In what is perhaps the quietest top ten matchup that no one is talking about in college football, No.7 Stanford (3-0) treks north to the Emerald City to face No.10 Washington Huskies (4-0) Friday at 9 pm EST.
To many on the East Coast, not many know of the Pac-12 except for Oregon, USC, UCLA and Stanford. This year, the conference is beginning to catch the eyes of many east of the Mississippi. Thanks to Heisman hopefuls such as Stanford running back Christian McCaffrey, UCLA quarterback Josh Rosen and USC wide receiver JuJu Smith-Schuster.
The chances that most East Coast college football fans get to see these teams—let along a top ten matchup—don’t happen until either in November or during rivalry weekend.
While many do know of the fore mentioned Cardinal, not many know about the tenth-ranked Huskies. Led by former Boise State head coach Chris Pederson, the Huskies have quietly carved out a share of Pac-12 dominance in the North Division.
With the visiting Cardinal in town, and on their turf, can the Huskies stake their claim as top dog in the Pac-12?
Is RB Christian McCaffrey More Than Just a Farm Boy?]
You know the popular Bob Evans jingle, “down on the farm!” While all-world tailback extraordinaire Christian McCaffrey has accumulated much of his touchdowns down in Palo Alto at ‘The Farm”, he is a different player outside of it.
Since 2015, McCaffrey has not scored a touchdown outside Stanford Stadium, and if the Cardinal hope to win in Seattle, he will need to break that streak.
Will This Be Washington QB Jake Browning’s Breakout Game?
For those on the West Coast, the 6’2 209-pound sophomore Huskies quarterback is a known commodity.

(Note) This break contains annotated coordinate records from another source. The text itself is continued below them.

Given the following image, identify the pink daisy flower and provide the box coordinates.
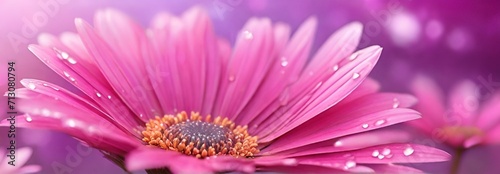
[3,8,449,173]
[0,147,41,174]
[408,75,500,173]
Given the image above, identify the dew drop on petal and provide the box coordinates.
[403,146,415,156]
[87,126,96,134]
[333,65,339,71]
[382,148,391,156]
[375,120,385,126]
[352,73,359,79]
[28,82,36,90]
[349,53,358,61]
[68,57,76,64]
[243,30,253,39]
[42,109,50,117]
[344,160,356,169]
[392,98,399,109]
[372,150,380,158]
[229,75,235,82]
[54,48,69,60]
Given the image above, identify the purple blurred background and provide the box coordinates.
[0,0,500,173]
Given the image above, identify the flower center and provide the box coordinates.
[142,111,259,158]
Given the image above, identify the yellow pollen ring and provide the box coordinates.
[142,111,259,158]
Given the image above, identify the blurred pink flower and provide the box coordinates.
[0,147,41,174]
[408,76,500,148]
[408,75,500,173]
[2,8,450,173]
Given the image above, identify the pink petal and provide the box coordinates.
[408,75,453,134]
[125,148,255,173]
[245,18,317,132]
[260,46,382,142]
[17,79,139,136]
[296,144,451,165]
[257,164,344,173]
[75,10,162,121]
[249,19,362,137]
[0,89,142,154]
[213,19,277,119]
[28,41,143,130]
[274,130,410,157]
[263,108,420,153]
[234,21,295,125]
[184,8,222,114]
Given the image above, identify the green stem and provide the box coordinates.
[451,148,465,174]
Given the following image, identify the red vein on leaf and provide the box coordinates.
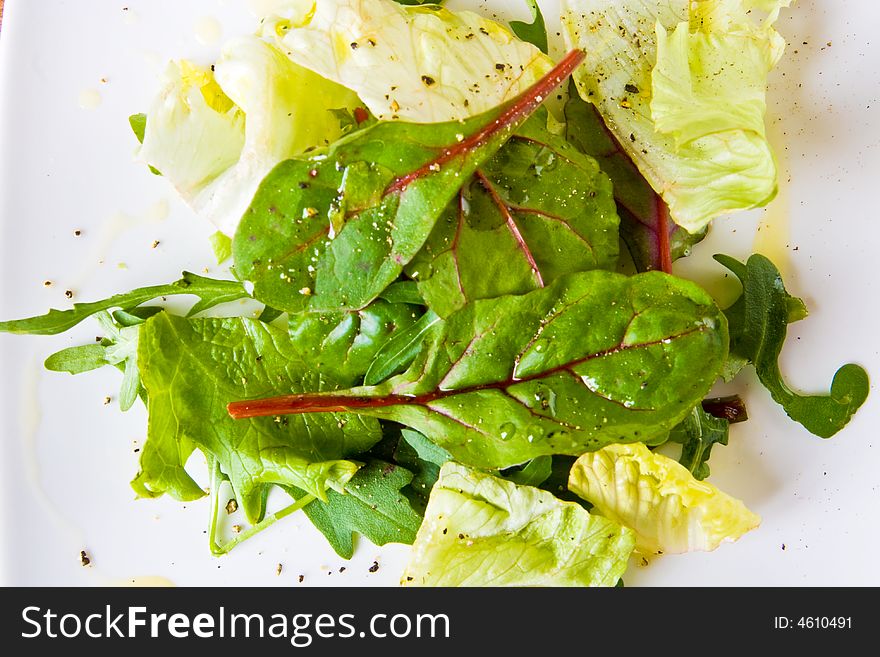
[474,171,544,287]
[226,327,705,420]
[385,50,584,195]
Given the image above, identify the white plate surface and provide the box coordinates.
[0,0,880,586]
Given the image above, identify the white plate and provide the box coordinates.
[0,0,880,586]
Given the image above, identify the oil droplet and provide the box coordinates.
[79,89,102,110]
[196,16,223,46]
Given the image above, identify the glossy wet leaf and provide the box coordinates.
[407,112,619,317]
[229,271,728,469]
[233,52,582,312]
[133,313,381,523]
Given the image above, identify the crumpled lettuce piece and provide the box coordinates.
[562,0,791,233]
[401,462,634,586]
[262,0,553,123]
[139,37,359,235]
[568,443,761,554]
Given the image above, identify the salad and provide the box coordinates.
[0,0,869,586]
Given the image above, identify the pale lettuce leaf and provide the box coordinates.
[401,462,633,586]
[568,443,761,554]
[139,37,358,235]
[562,0,791,232]
[262,0,553,123]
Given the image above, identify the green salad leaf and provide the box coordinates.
[562,0,791,233]
[133,313,381,523]
[289,299,419,386]
[292,460,422,559]
[568,443,761,554]
[565,82,706,274]
[401,463,633,586]
[715,254,871,438]
[261,0,553,123]
[406,112,620,317]
[229,271,728,469]
[669,406,730,481]
[233,53,582,312]
[510,0,550,55]
[0,272,250,335]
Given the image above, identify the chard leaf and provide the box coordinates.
[133,313,381,523]
[0,272,249,335]
[261,0,553,123]
[510,0,549,55]
[715,254,870,438]
[565,82,706,274]
[290,299,419,386]
[568,443,761,554]
[669,406,730,481]
[291,460,422,559]
[45,344,109,374]
[401,463,634,586]
[229,271,728,469]
[407,112,620,317]
[233,53,583,312]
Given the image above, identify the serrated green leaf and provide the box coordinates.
[715,254,870,438]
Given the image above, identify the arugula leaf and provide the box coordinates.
[233,52,583,312]
[364,310,440,386]
[290,299,419,386]
[394,429,452,513]
[133,313,381,523]
[565,82,707,274]
[510,0,549,55]
[229,271,728,469]
[45,309,145,412]
[715,254,870,438]
[0,272,249,335]
[669,406,730,481]
[406,111,620,317]
[291,460,422,559]
[401,463,635,586]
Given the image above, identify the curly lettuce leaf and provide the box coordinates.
[262,0,552,123]
[138,37,358,235]
[401,462,634,586]
[562,0,791,232]
[568,443,761,554]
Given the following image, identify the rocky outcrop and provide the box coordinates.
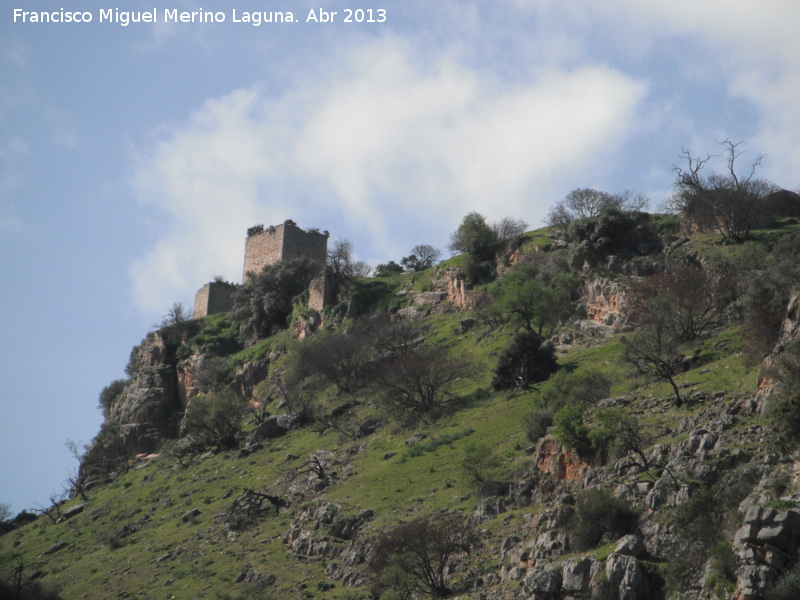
[583,277,628,330]
[733,506,800,600]
[108,331,183,454]
[756,292,800,411]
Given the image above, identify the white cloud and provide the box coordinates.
[515,0,800,186]
[131,40,645,310]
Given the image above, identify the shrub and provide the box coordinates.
[542,369,611,411]
[97,379,128,416]
[194,356,231,394]
[231,257,320,339]
[375,260,405,277]
[567,207,662,270]
[492,331,558,390]
[765,566,800,600]
[553,404,594,459]
[370,346,475,416]
[567,488,636,552]
[186,389,247,450]
[370,514,480,598]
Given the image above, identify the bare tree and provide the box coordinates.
[632,265,734,340]
[672,140,777,243]
[491,217,528,244]
[372,346,474,415]
[625,320,683,406]
[400,244,442,271]
[327,239,372,297]
[545,188,628,233]
[370,513,480,598]
[64,439,89,502]
[161,302,192,327]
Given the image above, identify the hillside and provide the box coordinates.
[0,203,800,600]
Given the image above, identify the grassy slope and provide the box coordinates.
[0,223,776,598]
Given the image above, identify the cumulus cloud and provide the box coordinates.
[515,0,800,186]
[131,40,646,310]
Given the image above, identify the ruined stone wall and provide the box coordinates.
[308,271,332,311]
[242,225,284,281]
[242,220,328,281]
[194,281,236,319]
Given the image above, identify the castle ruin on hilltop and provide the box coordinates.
[194,219,329,318]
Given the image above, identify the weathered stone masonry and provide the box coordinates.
[242,220,328,281]
[194,219,329,318]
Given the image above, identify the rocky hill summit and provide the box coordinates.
[0,180,800,600]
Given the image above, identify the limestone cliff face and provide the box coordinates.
[583,277,628,330]
[434,268,485,310]
[756,292,800,411]
[108,332,183,453]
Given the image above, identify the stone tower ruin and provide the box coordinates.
[194,219,330,318]
[242,219,329,310]
[242,219,328,281]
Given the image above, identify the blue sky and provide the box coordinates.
[0,0,800,511]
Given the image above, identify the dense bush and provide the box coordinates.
[567,488,636,552]
[370,346,475,416]
[632,265,735,340]
[448,212,527,284]
[231,257,320,340]
[484,261,580,336]
[765,566,800,600]
[194,356,232,394]
[666,466,760,590]
[370,513,480,598]
[492,331,558,390]
[553,404,594,459]
[567,208,662,270]
[186,389,247,450]
[542,369,611,412]
[671,140,778,244]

For those outside of Seattle, he is a bit of an enigma.
Browning, who has completed 70.5 percent of his passes, has passed for 904 yards, 14 touchdowns, and only two touchdowns. If there is such a game that would raise his national profile outside the land of Starbucks and Microsoft, this is it.
Can Huskies Stake Their Early Claim to Conference Supremacy?
Perhaps the quietest top-ten team that no one is talking about, the tenth-ranking Huskies have a lot to prove, in front of what would be a national audience Friday evening. If they can take advantage of what will be a raucous Seattle crowd and make some big plays, they may have a shot.
What they must do is neutralize the fore-mentioned McCaffrey and extend his woes on the road, unlike last year down in Palo Alto, as he accumulated 300 all-purpose yards in a 31-14 loss, while putting Browning and the offense in favorable field position, while wearing down their regular stout and physical defense.
If Washington can do these things, the Huskies have a chance for a big upset at home.